If you know us at all, you won't be surprised to learn that our plans fit our normal mold for "special evenings". While we considered going out, Ed's work is keeping him out of town many nights in January, so we wanted to have a special date night just for us.
Our menu was pretty similar to menus past (why mess with a delicious and easy, but still special feeling, plan?)
We started our evening around 6:30 (enforcing a no working from this point on cut-off, which we seem to need sometimes, so we don't fall into bad habits). I put the laptop in the hall closet, just in case, and put on some nice Frank Sinata (pandora station), and got our first course ready.
We love our simple, italian inspired appetizers. The only slight deviation from the norm was that we got half baked bread from Trader Joe's, which we finished baking right before we ate, so that we had very fresh tasting, warm bread, and extra treat. I also got more fig butter, which I also used with our main course, which was delicious on both the bread and the apples. We had some parmesean left over from another meal, so that was an easy addition. I'm not sure when Ed and I started having this as our go-to appetizer, but I'm so glad we did. It never disappoints.

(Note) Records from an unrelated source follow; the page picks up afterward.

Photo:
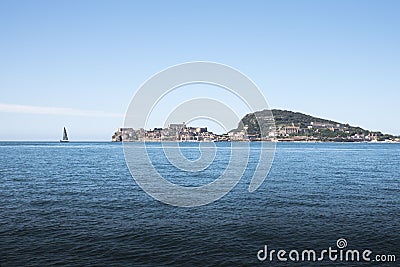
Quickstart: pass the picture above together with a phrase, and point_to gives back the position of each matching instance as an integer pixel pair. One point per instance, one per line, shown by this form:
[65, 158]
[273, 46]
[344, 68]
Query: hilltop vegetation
[298, 126]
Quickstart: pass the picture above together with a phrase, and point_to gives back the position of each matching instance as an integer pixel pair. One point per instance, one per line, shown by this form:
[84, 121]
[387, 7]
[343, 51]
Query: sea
[77, 204]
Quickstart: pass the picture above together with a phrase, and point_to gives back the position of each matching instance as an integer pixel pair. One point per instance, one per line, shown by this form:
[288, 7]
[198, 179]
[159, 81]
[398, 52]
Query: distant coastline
[267, 125]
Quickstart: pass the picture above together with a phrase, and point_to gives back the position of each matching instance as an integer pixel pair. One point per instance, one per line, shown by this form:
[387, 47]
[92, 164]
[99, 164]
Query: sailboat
[65, 137]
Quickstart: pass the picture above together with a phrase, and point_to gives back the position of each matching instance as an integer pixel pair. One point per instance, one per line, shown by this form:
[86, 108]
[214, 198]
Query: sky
[78, 63]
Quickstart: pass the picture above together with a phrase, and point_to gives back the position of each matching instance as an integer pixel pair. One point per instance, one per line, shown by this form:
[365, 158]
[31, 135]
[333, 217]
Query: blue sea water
[76, 204]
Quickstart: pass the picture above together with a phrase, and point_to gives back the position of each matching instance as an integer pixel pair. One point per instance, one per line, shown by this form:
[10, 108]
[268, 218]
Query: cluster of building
[315, 131]
[174, 132]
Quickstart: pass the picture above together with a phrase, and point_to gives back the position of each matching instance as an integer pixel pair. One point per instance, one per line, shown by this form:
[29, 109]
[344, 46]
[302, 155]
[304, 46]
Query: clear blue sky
[78, 63]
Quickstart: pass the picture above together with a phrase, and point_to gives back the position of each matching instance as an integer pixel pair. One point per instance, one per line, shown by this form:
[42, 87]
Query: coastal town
[289, 126]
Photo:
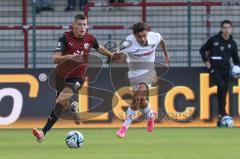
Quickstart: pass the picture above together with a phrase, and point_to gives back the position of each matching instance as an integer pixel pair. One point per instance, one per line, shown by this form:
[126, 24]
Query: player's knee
[135, 103]
[143, 103]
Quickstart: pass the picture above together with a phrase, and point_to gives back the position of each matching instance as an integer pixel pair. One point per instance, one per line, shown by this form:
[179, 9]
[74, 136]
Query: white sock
[130, 117]
[148, 111]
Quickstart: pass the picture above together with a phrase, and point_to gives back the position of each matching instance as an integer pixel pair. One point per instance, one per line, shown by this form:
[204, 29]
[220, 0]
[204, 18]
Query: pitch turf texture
[166, 143]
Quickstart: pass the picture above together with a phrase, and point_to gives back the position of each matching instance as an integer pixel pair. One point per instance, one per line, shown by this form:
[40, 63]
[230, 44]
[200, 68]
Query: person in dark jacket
[216, 53]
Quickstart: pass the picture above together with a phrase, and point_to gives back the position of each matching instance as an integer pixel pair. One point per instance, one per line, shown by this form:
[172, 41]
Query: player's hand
[208, 65]
[77, 58]
[119, 57]
[167, 60]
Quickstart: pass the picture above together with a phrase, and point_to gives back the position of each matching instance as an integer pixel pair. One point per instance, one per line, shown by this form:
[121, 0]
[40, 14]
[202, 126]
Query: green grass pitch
[163, 143]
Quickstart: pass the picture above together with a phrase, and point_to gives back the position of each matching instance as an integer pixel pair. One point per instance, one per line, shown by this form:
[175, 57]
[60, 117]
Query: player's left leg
[62, 103]
[146, 108]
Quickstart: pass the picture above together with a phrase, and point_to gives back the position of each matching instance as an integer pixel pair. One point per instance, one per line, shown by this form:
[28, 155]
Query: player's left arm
[118, 57]
[235, 57]
[165, 52]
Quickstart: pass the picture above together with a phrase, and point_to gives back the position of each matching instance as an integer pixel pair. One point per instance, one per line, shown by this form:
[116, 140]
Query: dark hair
[139, 27]
[80, 16]
[226, 22]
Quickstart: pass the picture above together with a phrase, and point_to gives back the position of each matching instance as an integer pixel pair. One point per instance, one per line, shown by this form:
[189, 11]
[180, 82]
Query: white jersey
[140, 58]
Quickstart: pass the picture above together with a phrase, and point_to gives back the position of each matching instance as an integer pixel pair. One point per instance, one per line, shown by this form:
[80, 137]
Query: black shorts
[75, 83]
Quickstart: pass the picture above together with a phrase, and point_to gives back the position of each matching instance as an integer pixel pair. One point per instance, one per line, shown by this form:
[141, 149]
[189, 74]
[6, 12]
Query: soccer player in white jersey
[140, 49]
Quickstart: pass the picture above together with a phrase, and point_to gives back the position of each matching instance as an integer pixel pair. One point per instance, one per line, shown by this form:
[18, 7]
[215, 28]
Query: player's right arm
[59, 56]
[204, 50]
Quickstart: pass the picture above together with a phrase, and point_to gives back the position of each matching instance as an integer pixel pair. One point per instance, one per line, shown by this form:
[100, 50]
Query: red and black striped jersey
[68, 44]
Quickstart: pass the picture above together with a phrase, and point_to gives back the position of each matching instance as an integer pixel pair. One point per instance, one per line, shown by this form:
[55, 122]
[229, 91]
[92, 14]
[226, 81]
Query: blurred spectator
[72, 5]
[43, 5]
[116, 1]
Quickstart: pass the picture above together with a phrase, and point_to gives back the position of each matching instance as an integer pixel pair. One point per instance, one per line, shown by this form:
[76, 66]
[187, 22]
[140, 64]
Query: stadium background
[28, 39]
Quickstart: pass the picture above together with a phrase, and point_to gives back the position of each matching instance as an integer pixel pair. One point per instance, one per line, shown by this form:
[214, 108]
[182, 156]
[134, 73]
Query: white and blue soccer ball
[226, 121]
[235, 71]
[74, 139]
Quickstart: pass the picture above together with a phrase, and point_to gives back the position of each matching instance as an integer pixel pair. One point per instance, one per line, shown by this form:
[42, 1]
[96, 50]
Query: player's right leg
[62, 104]
[138, 95]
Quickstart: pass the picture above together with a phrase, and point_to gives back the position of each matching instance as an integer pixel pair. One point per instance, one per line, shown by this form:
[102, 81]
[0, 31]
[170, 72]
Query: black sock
[53, 118]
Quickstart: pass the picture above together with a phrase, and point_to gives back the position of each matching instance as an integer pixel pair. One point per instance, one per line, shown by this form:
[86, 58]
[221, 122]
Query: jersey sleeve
[95, 43]
[61, 45]
[158, 38]
[206, 47]
[125, 46]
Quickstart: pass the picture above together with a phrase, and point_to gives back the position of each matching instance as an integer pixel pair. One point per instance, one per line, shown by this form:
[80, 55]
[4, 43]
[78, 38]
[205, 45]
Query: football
[227, 121]
[74, 139]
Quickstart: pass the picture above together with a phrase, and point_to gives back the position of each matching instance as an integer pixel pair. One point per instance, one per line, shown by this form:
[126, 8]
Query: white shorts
[149, 78]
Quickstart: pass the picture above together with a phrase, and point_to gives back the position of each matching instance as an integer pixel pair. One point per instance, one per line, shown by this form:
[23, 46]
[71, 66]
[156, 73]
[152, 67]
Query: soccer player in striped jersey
[71, 56]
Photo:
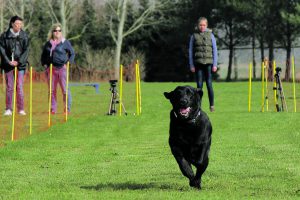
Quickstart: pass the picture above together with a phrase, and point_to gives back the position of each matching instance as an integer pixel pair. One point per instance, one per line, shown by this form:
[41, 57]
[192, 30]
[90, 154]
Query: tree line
[105, 33]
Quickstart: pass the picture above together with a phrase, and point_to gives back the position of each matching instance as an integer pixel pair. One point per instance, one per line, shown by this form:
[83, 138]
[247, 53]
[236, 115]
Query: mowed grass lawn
[93, 156]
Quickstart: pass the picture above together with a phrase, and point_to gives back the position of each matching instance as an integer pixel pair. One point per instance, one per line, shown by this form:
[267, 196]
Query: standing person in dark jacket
[14, 48]
[203, 57]
[57, 51]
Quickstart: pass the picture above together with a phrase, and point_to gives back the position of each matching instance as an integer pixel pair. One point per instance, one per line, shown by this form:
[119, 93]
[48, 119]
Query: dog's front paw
[195, 183]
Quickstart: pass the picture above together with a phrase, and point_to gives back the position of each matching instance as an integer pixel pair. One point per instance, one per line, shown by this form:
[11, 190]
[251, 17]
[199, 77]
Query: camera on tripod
[114, 98]
[278, 70]
[279, 91]
[113, 83]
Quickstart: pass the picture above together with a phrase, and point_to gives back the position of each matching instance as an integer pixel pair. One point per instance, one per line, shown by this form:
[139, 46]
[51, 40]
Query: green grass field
[93, 156]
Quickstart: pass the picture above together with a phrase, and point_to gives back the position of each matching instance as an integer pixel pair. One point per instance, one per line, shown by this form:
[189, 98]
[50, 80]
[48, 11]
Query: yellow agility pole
[50, 94]
[67, 91]
[262, 87]
[30, 103]
[250, 87]
[274, 85]
[139, 87]
[294, 85]
[121, 90]
[14, 105]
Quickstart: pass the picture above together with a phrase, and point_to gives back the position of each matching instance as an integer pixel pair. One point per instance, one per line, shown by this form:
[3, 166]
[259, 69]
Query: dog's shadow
[130, 186]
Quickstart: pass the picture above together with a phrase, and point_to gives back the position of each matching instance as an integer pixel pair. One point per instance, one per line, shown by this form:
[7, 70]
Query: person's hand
[214, 69]
[192, 69]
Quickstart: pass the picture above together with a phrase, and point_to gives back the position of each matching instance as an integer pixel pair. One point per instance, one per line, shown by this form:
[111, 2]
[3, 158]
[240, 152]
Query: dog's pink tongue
[184, 110]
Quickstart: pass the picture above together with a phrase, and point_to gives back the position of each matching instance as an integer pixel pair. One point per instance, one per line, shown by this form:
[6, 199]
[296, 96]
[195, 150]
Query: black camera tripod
[114, 99]
[279, 93]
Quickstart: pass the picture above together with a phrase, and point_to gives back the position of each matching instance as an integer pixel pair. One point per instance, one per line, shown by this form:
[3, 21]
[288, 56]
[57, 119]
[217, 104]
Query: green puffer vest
[203, 48]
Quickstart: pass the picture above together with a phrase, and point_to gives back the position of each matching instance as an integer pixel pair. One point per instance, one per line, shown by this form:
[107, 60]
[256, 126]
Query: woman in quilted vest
[203, 57]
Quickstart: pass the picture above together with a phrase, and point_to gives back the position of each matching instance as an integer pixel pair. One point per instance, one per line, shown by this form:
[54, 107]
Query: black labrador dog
[190, 132]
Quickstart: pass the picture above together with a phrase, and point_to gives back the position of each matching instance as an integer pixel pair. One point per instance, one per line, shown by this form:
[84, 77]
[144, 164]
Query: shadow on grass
[131, 186]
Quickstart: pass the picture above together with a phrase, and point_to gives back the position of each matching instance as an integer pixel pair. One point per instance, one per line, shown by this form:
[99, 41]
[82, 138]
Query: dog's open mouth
[185, 111]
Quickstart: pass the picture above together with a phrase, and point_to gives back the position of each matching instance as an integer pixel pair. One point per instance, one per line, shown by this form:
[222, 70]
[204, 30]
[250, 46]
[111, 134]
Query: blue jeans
[204, 72]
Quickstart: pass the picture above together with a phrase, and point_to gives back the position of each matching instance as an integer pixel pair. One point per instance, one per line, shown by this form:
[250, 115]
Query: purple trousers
[59, 76]
[9, 77]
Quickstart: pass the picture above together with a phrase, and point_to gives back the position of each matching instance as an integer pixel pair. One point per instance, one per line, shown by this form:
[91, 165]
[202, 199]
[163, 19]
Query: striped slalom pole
[294, 85]
[14, 105]
[262, 87]
[50, 96]
[3, 80]
[139, 89]
[250, 87]
[30, 103]
[121, 90]
[275, 85]
[67, 91]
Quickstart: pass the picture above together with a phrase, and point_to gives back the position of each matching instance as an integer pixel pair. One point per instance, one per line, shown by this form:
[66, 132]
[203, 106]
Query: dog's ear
[168, 95]
[200, 92]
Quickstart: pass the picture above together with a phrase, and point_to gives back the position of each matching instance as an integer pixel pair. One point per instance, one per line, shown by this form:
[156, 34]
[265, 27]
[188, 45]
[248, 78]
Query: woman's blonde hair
[53, 27]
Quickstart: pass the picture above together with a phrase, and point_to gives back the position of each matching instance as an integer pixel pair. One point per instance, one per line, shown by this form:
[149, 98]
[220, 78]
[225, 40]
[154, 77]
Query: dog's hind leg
[185, 167]
[196, 182]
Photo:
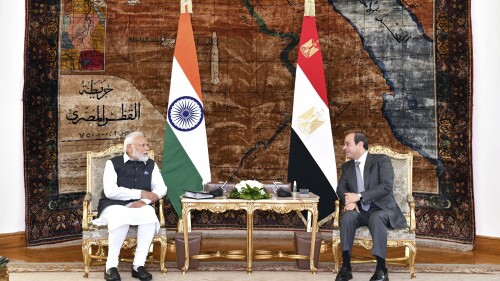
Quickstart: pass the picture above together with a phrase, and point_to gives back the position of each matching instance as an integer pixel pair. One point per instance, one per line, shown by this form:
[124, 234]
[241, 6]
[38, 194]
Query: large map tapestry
[399, 70]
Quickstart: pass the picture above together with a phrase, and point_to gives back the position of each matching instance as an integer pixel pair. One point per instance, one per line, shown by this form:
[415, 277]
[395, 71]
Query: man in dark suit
[365, 189]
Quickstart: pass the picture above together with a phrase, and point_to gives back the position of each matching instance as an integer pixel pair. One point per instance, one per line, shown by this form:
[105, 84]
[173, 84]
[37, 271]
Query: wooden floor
[486, 251]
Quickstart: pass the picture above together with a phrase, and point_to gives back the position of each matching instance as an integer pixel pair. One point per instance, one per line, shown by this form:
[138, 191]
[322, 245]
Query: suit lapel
[366, 170]
[353, 177]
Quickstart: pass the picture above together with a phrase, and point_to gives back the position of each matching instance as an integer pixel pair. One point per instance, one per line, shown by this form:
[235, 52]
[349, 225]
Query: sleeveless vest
[133, 175]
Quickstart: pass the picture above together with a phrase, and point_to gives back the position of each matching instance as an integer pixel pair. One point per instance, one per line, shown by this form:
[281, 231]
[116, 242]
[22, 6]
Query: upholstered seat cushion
[392, 234]
[102, 232]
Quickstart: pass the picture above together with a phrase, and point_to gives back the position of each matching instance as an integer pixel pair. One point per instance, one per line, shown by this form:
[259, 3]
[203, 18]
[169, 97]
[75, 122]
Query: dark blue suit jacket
[378, 178]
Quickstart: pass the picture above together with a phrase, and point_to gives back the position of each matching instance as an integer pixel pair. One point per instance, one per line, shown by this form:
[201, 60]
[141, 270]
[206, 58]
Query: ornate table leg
[314, 212]
[249, 240]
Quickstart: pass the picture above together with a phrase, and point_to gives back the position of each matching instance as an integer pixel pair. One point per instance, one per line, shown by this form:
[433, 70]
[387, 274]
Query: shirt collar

Of course, we couldn't resist opening a bottle of sparkling rose to add to the festiveness of the evening. Ed and I even dressed up a bit to add to the specialness of the evening. While we ate, we enjoyed playing our newest board game.
Dinner was also a variation on our norm. For some reason, we've gotten into the habit of lamb for special holidays, which is funny since we rarely get it when we go out to eat. I think it's because we almost never eat it anytime else, it's not too expensive (about $12 a lb for this cut) and is very delicious.
I was supposed to make a red currant sauce, but couldn't find them, so I just threw some good stuff in a pan and reduced it. The sauce had lots of fig butter, with some port, balsamic, and a little garlic chili paste (yes, this is normally for Chinese food, but it adds just the right kick of spiciness to the sauce). For being a total guess, the sauce was right on, tasting fabulous on the lamb.
The lamb itself I cook in the best way yet. Up to this point, every time we've made this lamb, we've cooked it on the stove, served it up, and then found it raw in the middle and had to put it back on to cook longer. This time, we just seared it for a few minutes on the stove, but then put it in the broiler for another 5 minutes a side. It was probably a fraction more cooked than I prefer (I like meat pretty rare), but it was perfect for Ed.
We served it up with simple sides of garlic and lemon green beans, and mint and pistachio cous cous.
After a leisurely and delcious dinner, we watched an old Alfred Hitchcock movie: The Lady Vanishes.
Without really meaning to, we ended up staying up past midnight, ringing in the new year happy and relaxed, and ready for 2012.